NRWZ: Im Festival-Ensemble sind einige Musikerinnen mit Rottweiler Wurzeln vertreten – es war ja lange auch ein Kritikpunkt, dass diese Leute nicht eingebunden werden. Aber es sind arrivierte Künstlerinnen, die keine Förderung brauchen. Wird es in den nächsten Jahren vielleicht auch Nachwuchs-Entdeckungen aus der Region geben?

Florian Donderer: Das hoffe ich sehr! Förderung war nicht die Intention, diese Musiker einzubinden – das brauchen die nicht mehr. Ich bin dankbar, dass sie bei uns mitmachen und man auf diese Art vor Ort gemeinsam Musik machen kann. Das ist ein Luxus. Nachwuchs mehr einzubinden ist leider durch die Pandemie verhindert worden. Das kommt auf jeden Fall.

NRWZ: Es gibt im Programm viel neuere Musik aber keine Uraufführung, die lange ein Markenzeichen des Festivals waren. Haben Sie Pläne, mal wieder eine Auftragskomposition anzuregen? 

Florian Donderer: Für mich ist es so, dass ich ständig neue Musik spiele. Das gehört für mich dazu. Ich muss für die „Sommersprossen“ allerdings noch den richtigen Zugriff finden, auf welche Weise und man wen spielt. Was mir eher vorschwebt ist, das Komponieren in das Arbeiten mit Jugendlichen und Kindern einzubinden. Wir haben mit dem Signum-Quartett zum Beispiel ein Projekt, in dem wir Social Media für neue Musik benutzen: Da schreiben uns arrivierte Komponisten, aber auch Studenten und Schüler Kompositionen, die wir gemeinsam erarbeiten und spielen. In diese Richtung möchte ich gerne gehen: Dass Neue Musik etwas Normales ist.

NRWZ: Derzeit wird unser Grundverständnis eines etablierten „Kanons“ durchgerüttelt, es wird kontrovers aufgezeigt, dass unsere Musikpraxis stark eurozentrisch ausgerichtet ist und man über Horizonterweiterungen nachdenken könnte – sind das Themen, die Sie umtreiben?

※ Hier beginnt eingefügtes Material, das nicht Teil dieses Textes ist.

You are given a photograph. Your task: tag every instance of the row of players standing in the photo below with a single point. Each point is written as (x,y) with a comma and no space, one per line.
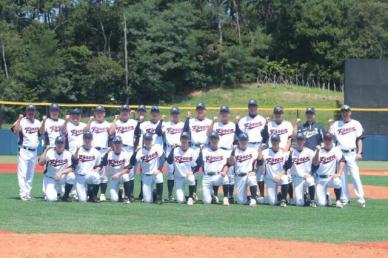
(166,135)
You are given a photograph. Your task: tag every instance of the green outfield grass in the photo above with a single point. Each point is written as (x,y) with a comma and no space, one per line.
(321,224)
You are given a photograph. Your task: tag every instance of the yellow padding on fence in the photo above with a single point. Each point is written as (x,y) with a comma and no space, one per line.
(17,103)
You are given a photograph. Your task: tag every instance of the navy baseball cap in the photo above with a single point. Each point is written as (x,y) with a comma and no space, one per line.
(310,110)
(224,109)
(200,105)
(60,139)
(54,107)
(243,137)
(142,108)
(99,109)
(278,110)
(252,102)
(117,139)
(275,138)
(174,110)
(88,136)
(185,135)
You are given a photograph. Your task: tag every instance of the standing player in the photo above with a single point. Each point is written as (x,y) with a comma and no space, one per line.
(349,135)
(116,163)
(172,131)
(254,125)
(27,128)
(99,127)
(149,157)
(275,165)
(302,159)
(213,161)
(227,132)
(59,170)
(86,166)
(184,160)
(124,127)
(331,165)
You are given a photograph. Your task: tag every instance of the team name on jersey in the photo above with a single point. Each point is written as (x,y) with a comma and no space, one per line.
(199,128)
(242,158)
(223,132)
(57,162)
(325,160)
(172,130)
(273,161)
(211,159)
(180,159)
(147,158)
(343,131)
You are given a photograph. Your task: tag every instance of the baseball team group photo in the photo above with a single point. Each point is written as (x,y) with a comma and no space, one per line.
(208,128)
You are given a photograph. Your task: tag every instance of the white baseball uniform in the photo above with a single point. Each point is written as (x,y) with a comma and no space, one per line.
(27,154)
(245,173)
(88,160)
(212,161)
(56,163)
(149,161)
(301,166)
(346,135)
(328,162)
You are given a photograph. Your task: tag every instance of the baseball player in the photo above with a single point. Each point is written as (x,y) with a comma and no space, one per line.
(172,131)
(87,160)
(302,158)
(27,128)
(349,135)
(213,161)
(124,127)
(275,165)
(117,166)
(254,125)
(99,127)
(58,170)
(184,161)
(244,161)
(149,157)
(227,131)
(331,164)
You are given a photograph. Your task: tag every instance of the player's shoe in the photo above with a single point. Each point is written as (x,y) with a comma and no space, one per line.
(338,204)
(102,197)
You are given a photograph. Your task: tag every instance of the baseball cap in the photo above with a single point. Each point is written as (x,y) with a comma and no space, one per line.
(99,109)
(174,110)
(117,139)
(310,110)
(278,110)
(243,137)
(252,102)
(54,107)
(88,136)
(345,108)
(224,109)
(200,105)
(275,138)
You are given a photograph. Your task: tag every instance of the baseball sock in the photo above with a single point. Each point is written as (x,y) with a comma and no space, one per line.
(103,187)
(284,189)
(312,192)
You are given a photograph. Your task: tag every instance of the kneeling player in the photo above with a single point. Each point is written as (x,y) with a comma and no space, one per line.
(86,162)
(275,165)
(183,159)
(58,171)
(331,165)
(244,159)
(116,163)
(149,157)
(302,160)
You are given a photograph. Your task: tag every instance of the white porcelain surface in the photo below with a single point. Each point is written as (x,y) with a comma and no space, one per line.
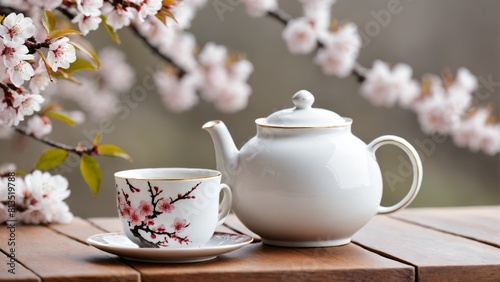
(118,244)
(305,180)
(171,207)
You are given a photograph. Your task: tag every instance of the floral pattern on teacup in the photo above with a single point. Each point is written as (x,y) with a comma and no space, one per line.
(140,219)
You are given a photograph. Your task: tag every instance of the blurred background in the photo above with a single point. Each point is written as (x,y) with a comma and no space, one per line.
(428,35)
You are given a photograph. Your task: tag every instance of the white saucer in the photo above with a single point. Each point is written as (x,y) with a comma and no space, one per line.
(117,243)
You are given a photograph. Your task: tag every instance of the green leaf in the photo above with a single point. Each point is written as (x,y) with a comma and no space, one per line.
(112,150)
(60,116)
(62,32)
(51,158)
(110,30)
(97,138)
(48,21)
(88,51)
(91,173)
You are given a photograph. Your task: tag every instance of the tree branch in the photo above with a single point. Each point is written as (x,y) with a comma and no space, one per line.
(283,17)
(75,150)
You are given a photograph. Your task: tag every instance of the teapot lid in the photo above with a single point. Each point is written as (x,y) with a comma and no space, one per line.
(303,115)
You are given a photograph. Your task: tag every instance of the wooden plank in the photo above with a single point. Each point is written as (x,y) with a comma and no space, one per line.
(477,223)
(438,256)
(55,257)
(235,224)
(109,224)
(14,271)
(79,229)
(258,262)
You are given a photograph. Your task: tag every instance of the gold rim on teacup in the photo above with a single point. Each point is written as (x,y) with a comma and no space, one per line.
(203,173)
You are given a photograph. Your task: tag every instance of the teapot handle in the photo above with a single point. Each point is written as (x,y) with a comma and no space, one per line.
(416,166)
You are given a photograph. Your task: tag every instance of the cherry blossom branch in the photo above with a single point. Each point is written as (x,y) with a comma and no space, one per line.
(76,150)
(283,17)
(185,196)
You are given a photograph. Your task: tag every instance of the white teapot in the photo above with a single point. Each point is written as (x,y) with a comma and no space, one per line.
(305,180)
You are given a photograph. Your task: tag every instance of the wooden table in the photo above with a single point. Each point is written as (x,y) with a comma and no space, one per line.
(424,244)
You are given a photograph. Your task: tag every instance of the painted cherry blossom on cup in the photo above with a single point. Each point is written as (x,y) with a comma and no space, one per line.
(141,218)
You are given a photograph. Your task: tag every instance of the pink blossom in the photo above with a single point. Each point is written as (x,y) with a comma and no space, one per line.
(12,53)
(435,115)
(165,206)
(145,208)
(126,211)
(117,17)
(149,8)
(300,36)
(27,104)
(178,225)
(340,51)
(90,7)
(134,218)
(213,54)
(161,228)
(17,28)
(20,72)
(61,54)
(39,126)
(8,115)
(47,4)
(40,79)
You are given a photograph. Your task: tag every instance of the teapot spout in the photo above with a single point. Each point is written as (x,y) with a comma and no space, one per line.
(226,153)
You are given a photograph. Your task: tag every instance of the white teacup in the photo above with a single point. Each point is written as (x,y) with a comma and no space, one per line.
(171,207)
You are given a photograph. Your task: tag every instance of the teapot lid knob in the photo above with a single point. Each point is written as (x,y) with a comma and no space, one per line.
(303,99)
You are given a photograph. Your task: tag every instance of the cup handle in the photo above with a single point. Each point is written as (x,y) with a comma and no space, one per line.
(416,165)
(225,205)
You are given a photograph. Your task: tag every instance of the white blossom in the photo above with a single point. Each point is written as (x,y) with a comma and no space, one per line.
(383,87)
(117,17)
(184,15)
(61,54)
(6,168)
(475,133)
(27,104)
(259,8)
(149,8)
(45,194)
(20,72)
(17,28)
(47,4)
(300,36)
(12,53)
(213,54)
(90,7)
(40,79)
(39,126)
(340,51)
(437,115)
(8,115)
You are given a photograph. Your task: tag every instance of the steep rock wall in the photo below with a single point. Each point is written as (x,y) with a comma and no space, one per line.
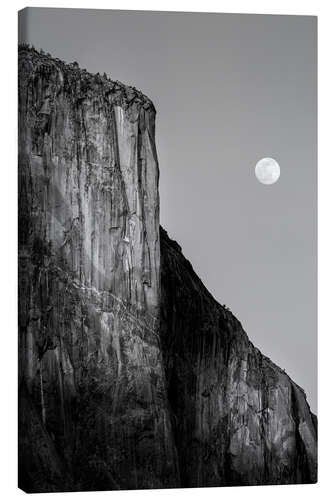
(130,374)
(92,391)
(238,419)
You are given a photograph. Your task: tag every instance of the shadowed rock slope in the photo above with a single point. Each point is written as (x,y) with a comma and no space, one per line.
(238,419)
(130,374)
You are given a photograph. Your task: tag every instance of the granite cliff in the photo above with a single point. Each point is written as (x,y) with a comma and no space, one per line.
(130,374)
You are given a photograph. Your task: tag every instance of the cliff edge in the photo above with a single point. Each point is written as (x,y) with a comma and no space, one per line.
(130,374)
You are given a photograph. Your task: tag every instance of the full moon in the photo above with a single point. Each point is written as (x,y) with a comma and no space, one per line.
(267,171)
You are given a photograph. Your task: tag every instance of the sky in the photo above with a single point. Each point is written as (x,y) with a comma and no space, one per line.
(229,89)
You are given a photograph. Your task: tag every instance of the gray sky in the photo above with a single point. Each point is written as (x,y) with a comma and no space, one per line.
(229,89)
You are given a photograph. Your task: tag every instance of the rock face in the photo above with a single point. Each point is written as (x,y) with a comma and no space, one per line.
(130,374)
(92,388)
(238,419)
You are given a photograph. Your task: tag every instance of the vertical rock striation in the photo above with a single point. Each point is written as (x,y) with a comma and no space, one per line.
(130,373)
(92,391)
(238,419)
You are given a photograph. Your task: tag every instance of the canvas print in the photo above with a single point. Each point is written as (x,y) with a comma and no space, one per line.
(167,250)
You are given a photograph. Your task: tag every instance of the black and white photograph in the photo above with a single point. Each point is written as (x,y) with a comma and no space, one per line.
(167,250)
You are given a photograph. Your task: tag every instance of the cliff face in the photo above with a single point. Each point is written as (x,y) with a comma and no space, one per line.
(237,418)
(92,388)
(130,374)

Florian Donderer: Auf jeden Fall, und ich finde, diese Themen sehr wichtig. Wir haben das Problem, dass wir ohnehin ein wenig in unseren Elfenbeintürmen unterwegs sind – das war immer schon eine Kritik an der klassischen Musik. Ich denke, wir müssen uns der Themen annehmen, die im Moment in der Gesellschaft diskutiert werden. Dazu gehört, darüber nachzudenken: Warum spielen wir, was wir spielen? Was sind die Hintergründe? Warum stammt diese Musik vor allem von weißen Männern? Man kann mit Musik den Raum schaffen, dass man einander zuhört und sich über diese Fragen austauscht. Das heißt ja nicht, dass man nicht weiter auch tolle Musik spielt, die zu unserem Kulturgut gehört.

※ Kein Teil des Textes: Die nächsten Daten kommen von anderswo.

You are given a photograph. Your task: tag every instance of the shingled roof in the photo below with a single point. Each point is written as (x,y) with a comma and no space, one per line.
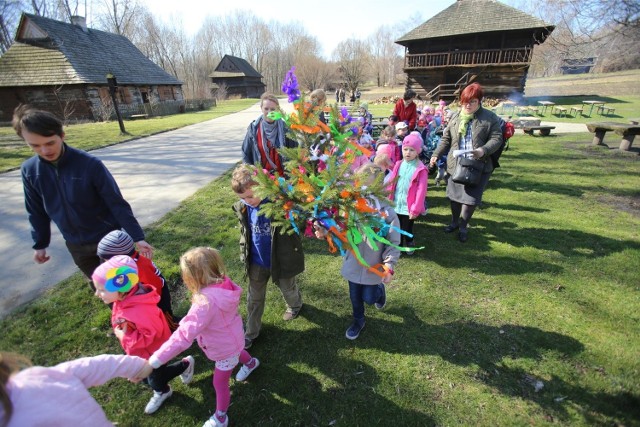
(59,53)
(473,16)
(232,66)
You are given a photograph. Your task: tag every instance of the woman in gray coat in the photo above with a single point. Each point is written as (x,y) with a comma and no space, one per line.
(477,131)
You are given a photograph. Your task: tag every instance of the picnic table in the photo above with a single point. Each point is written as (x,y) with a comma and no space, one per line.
(508,105)
(592,103)
(546,104)
(628,132)
(378,124)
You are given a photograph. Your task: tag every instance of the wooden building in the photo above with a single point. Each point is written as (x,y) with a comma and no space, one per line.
(62,68)
(472,40)
(238,78)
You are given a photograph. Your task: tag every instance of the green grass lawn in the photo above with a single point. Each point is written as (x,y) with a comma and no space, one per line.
(534,321)
(90,136)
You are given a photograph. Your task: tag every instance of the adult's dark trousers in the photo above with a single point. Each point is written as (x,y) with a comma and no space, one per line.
(85,257)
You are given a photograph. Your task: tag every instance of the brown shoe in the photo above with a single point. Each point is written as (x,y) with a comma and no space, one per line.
(290,314)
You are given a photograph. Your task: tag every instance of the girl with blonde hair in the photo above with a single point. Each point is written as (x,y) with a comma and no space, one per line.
(213,320)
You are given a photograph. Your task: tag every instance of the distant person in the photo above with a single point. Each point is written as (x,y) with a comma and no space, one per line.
(476,131)
(267,252)
(58,395)
(320,98)
(71,188)
(214,322)
(265,136)
(405,109)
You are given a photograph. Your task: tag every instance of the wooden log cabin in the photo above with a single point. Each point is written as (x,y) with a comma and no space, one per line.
(472,40)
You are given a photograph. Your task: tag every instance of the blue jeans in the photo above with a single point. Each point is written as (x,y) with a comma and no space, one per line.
(360,294)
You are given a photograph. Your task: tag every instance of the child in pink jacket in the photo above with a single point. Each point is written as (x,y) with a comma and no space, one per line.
(58,395)
(410,189)
(213,320)
(138,323)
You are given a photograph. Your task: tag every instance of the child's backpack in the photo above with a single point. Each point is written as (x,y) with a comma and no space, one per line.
(508,130)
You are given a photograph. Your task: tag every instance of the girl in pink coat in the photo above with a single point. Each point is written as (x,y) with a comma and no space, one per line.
(213,320)
(58,395)
(410,189)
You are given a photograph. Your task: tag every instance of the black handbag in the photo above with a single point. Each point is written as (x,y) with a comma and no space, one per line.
(468,171)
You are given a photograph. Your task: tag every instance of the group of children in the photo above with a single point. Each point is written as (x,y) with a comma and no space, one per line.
(142,318)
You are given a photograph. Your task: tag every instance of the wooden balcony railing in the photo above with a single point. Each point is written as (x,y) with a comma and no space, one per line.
(468,57)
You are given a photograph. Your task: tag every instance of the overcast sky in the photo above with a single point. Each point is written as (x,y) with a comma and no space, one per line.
(329,21)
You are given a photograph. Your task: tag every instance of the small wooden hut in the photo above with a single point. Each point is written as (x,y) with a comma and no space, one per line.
(237,77)
(472,40)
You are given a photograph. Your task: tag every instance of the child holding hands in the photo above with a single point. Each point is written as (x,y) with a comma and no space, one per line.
(58,395)
(213,320)
(366,286)
(410,189)
(138,323)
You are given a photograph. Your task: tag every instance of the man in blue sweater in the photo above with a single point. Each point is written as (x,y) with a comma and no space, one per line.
(71,188)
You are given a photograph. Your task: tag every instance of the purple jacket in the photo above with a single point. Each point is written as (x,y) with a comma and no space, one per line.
(213,320)
(58,395)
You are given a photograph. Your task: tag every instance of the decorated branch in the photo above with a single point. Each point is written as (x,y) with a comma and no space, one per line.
(319,185)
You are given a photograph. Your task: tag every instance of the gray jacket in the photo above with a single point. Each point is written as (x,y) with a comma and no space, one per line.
(485,132)
(353,271)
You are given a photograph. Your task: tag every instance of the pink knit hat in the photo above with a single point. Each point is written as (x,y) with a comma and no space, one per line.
(118,274)
(387,149)
(413,140)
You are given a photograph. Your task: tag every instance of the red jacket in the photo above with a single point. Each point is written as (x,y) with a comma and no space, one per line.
(148,273)
(147,328)
(407,114)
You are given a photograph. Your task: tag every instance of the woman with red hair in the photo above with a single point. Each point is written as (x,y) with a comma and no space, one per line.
(476,132)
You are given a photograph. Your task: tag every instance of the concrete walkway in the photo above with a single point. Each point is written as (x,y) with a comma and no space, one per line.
(155,174)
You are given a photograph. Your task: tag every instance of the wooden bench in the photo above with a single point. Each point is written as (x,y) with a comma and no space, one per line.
(544,130)
(628,132)
(561,111)
(138,116)
(602,110)
(575,110)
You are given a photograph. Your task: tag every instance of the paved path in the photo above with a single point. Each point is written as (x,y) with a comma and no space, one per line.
(155,174)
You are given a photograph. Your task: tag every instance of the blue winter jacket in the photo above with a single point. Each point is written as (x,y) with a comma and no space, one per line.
(79,195)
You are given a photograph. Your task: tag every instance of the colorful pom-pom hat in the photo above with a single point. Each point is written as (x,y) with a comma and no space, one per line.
(121,274)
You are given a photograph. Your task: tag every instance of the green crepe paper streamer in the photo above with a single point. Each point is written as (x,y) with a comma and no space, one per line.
(400,248)
(355,236)
(371,239)
(356,252)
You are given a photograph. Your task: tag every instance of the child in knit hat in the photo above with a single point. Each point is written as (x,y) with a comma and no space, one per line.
(410,189)
(138,323)
(118,242)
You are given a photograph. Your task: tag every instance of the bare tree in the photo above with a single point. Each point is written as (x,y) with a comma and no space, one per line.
(9,17)
(119,16)
(353,59)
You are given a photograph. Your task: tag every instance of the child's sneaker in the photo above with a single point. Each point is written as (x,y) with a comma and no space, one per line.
(215,422)
(187,375)
(244,371)
(156,401)
(382,301)
(354,330)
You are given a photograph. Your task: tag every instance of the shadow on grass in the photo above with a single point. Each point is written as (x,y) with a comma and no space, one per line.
(488,352)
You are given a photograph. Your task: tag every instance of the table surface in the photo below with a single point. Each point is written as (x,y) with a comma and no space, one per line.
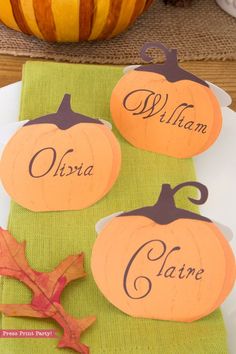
(221,73)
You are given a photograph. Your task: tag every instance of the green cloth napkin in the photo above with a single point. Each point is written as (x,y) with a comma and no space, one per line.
(51,237)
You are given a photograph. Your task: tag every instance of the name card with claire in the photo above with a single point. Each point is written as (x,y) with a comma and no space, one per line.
(165,109)
(61,161)
(163,262)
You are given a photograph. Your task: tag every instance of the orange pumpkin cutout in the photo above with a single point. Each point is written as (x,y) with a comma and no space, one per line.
(162,262)
(62,161)
(165,109)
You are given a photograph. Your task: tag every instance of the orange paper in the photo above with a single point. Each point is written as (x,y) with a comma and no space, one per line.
(162,262)
(63,161)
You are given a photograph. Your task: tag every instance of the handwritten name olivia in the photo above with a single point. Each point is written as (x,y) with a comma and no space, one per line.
(164,268)
(148,104)
(57,165)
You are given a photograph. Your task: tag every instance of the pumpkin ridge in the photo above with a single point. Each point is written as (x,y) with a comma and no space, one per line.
(19,16)
(165,211)
(64,118)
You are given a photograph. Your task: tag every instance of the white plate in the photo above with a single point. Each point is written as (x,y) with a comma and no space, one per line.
(216,168)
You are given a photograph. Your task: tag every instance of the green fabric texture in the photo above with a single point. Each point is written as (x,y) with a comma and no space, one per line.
(51,237)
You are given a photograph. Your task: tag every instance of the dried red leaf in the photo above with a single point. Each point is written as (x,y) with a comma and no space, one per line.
(47,289)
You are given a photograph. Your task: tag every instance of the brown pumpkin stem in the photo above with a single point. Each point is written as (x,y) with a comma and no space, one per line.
(171,54)
(65,105)
(170,68)
(64,118)
(165,210)
(166,197)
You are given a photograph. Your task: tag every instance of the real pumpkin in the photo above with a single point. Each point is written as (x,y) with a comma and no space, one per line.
(71,20)
(165,109)
(62,161)
(163,262)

NRWZ: Diesmal findet sich im Programm kein Konzert eigens für junge Hörer – ist das Corona geschuldet?

Florian Donderer: Ja, es ist aber auch meinem Anfänger-Status geschuldet: Ich muss mich erstmal darauf konzentrieren, was ich gut kann. Ein Konzert für Kinder klingt gut, aber nachhaltig ist besser. So etwas muss vor- und nachbereitet werden. Wenn, dann will ich es richtig machen. Aber das kommt, unbedingt.

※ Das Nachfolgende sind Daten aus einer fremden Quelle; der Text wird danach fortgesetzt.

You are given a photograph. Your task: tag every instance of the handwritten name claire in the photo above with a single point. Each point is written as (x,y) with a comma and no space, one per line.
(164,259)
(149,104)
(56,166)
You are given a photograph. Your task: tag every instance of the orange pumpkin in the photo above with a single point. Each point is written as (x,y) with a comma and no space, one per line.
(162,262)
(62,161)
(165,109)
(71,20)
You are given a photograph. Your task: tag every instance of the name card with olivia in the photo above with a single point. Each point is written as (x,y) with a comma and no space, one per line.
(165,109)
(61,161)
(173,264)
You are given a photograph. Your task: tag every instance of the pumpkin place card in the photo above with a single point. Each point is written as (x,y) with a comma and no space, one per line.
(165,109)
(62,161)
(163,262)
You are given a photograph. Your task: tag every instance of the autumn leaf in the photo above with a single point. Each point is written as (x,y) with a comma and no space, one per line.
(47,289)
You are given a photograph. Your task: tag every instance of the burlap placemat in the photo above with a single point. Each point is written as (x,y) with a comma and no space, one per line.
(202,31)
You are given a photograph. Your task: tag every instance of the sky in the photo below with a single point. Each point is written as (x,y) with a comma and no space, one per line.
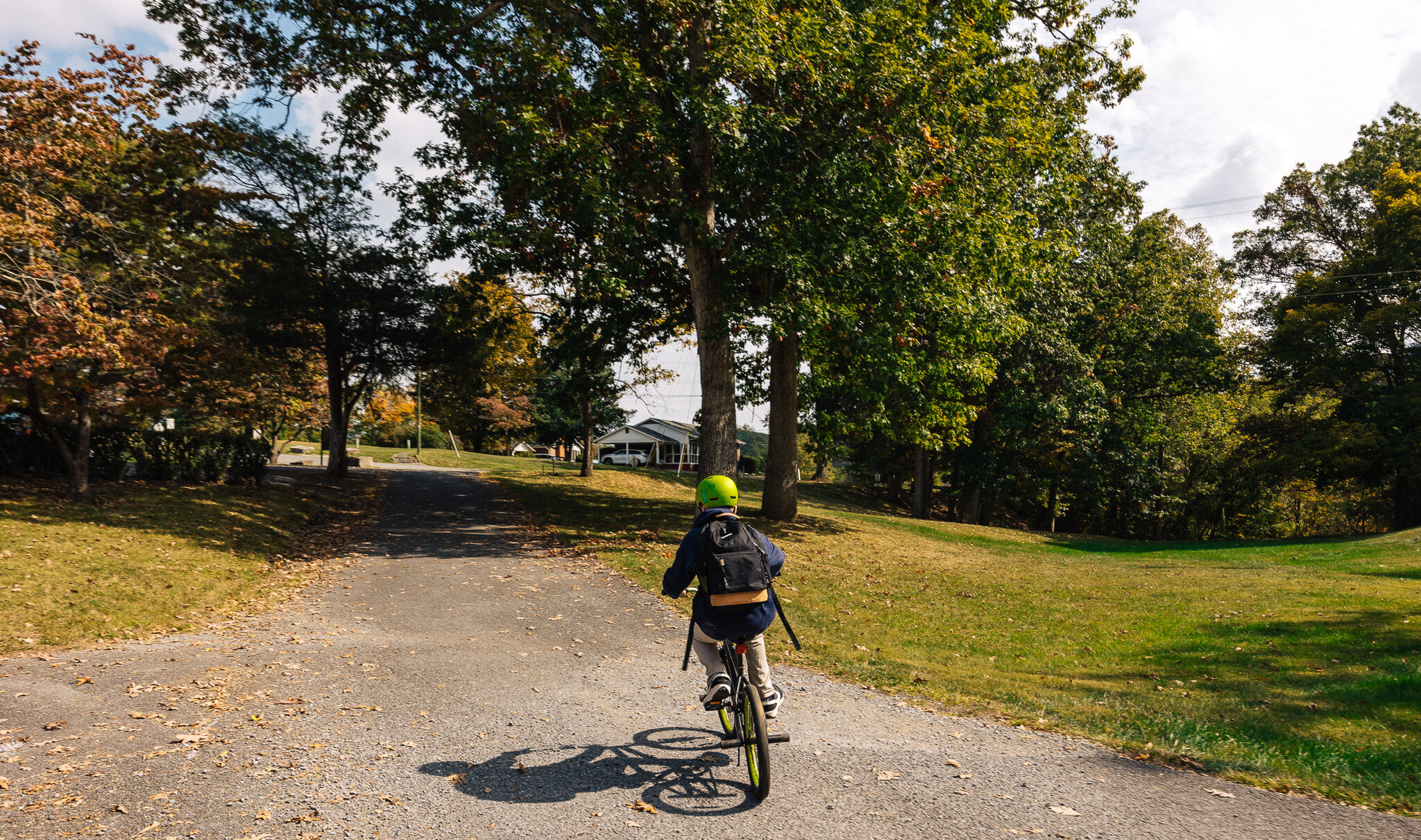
(1236,94)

NRWZ: Auf welches Konzert freuen Sie sich am meisten?

Florian Donderer: Natürlich auf alle (lacht)! Besonders freue ich mich, Künstler kennenzulernen – zum Beispiel Simon Strasser, dem ich noch nicht persönlich begegnet bin. Ich freue mich aber auch sehr auf das Eröffnungskonzert – das ist einfach ein super Programm!

Die Fragen stellte unser Redakteur Andreas Linsenmann.